The shape of the tensor returned from ffempg with yuv420p format seems wrong

run the following funcion to save a yuv420p format image extracted from ffmpeg

def show_ffmpeg_frame(vid_path):
    s = StreamReader(vid_path)
    width = 640
    height = 360
    mode = "bilinear"
    threads = 8
    s.add_video_stream(
        -1, filter_desc=f"scale={width}:{height}:sws_flags={mode},format=pix_fmts=yuv420p",
        decoder_option={"threads": f"{threads}",
                        "pixel_format": "yuv420p"}
    )
    for (chunk,) in s.stream():
        for img in chunk:
            print(img.shape)
            torch.save(img, "ffmpeg_yuv420p.pt")
            break
        break
    return

the shape of img was torch.Size([3, 360, 640]), but a shape of torch.Size([540, 640]) is what we expect, since yuv420 is ging to occupy 1.5* width * height space.

so i wonder what kind of format of this img is, or maybe i just passed the wrong parameters.

if you didn’t specify pix_fmts in filter_desc, then the img was shape of 3, w, h, and it turned out to be

yuv444p format.

run the following code to display a yuv444p image using opencv.

def yuv444_to_bgr(frames):
    frames = frames.cpu().to(torch.float)
    y = frames[..., 0, :, :]
    u = frames[..., 1, :, :]
    v = frames[..., 2, :, :]

    y /= 255
    u = u / 255 - 0.5
    v = v / 255 - 0.5

    r = y + 1.14 * v
    g = y + -0.396 * u - 0.581 * v
    b = y + 2.029 * u

    bgr = torch.stack([b, g, r], -1)
    bgr = (bgr * 255).clamp(0, 255).to(torch.uint8)
    return bgr.numpy()

def show_ffmpeg_frame(vid_path):
    s = StreamReader(vid_path)
    width = 640
    height = 360
    mode = "bilinear"
    threads = 8
    # no output format specified !!!!!!
    s.add_video_stream(
        -1, filter_desc=f"scale={width}:{height}:sws_flags={mode}",
        decoder_option={"threads": f"{threads}"}
    )
    for (chunk,) in s.stream():
        for img in chunk:
            bgr_img = yuv444_to_bgr(img)
            cv.imshow("a", bgr_img)
            cv.waitKey(0)
    return

if you specified bgr24 format in filter_desc, then the img was going to be bgr24 format, but it was still a

shape of 3, w, h. in this case, a shape of h, w, 3 was what we expected.

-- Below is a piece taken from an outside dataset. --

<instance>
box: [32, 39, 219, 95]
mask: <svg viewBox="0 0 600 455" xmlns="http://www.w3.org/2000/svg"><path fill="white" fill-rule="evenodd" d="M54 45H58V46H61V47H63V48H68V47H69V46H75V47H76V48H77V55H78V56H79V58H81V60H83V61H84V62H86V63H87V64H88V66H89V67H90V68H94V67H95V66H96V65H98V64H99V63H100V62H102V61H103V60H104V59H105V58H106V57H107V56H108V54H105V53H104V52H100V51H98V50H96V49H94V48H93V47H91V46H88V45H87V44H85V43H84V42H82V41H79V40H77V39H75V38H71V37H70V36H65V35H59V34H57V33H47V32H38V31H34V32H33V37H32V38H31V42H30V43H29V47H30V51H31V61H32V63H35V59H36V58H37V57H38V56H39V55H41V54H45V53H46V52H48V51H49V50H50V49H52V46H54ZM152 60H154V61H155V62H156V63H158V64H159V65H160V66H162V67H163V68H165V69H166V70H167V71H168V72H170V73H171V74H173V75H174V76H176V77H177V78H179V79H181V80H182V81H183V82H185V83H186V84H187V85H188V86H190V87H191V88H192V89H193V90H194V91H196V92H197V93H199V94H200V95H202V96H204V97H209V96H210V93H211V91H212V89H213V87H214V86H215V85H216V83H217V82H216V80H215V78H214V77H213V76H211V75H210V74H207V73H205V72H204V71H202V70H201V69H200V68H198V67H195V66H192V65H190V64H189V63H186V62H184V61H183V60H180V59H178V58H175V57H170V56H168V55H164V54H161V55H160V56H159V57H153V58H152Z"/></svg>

in the following code, we just call cv.imshow to display a bgr image. and you need to do transpose, or

permute first.

def show_ffmpeg_frame(vid_path):
    s = StreamReader(vid_path)
    width = 640
    height = 360
    mode = "bilinear"
    threads = 8
    s.add_video_stream(
        -1, filter_desc=f"scale={width}:{height}:sws_flags={mode},format=pix_fmts=bgr24",
        decoder_option={"threads": f"{threads}"}
    )
    for (chunk,) in s.stream():
        for img in chunk:
            bgr_img = img.numpy().transpose(1, 2, 0)
            cv.imshow("a", bgr_img)
            cv.waitKey(0)
    return

and specified yuv420 output format, but it ended up yuv444p, filter_desc didn’t work.

def show_ffmpeg_frame(vid_path):
    s = StreamReader(vid_path)
    width = 640
    height = 360
    mode = "bilinear"
    threads = 8
    s.add_video_stream(
        -1, filter_desc=f"scale={width}:{height}:sws_flags={mode},format=pix_fmts=yuv420p",
        decoder_option={"threads": f"{threads}",
                        "pixel_format": "yuv420p"}
    )
    for (chunk,) in s.stream():
        for img in chunk:
            bgr_img = yuv444_to_bgr(img)
            cv.imshow("a", bgr_img)
            cv.waitKey(0)
    return

But, ffmpeg supports yuv420p format, and pyav can output yuv420p frames using av.filter.Graph.

TorchAudio’s StreamReader converts all the YUV to YUV444P.
Native output of YUV420P is not supported (yet).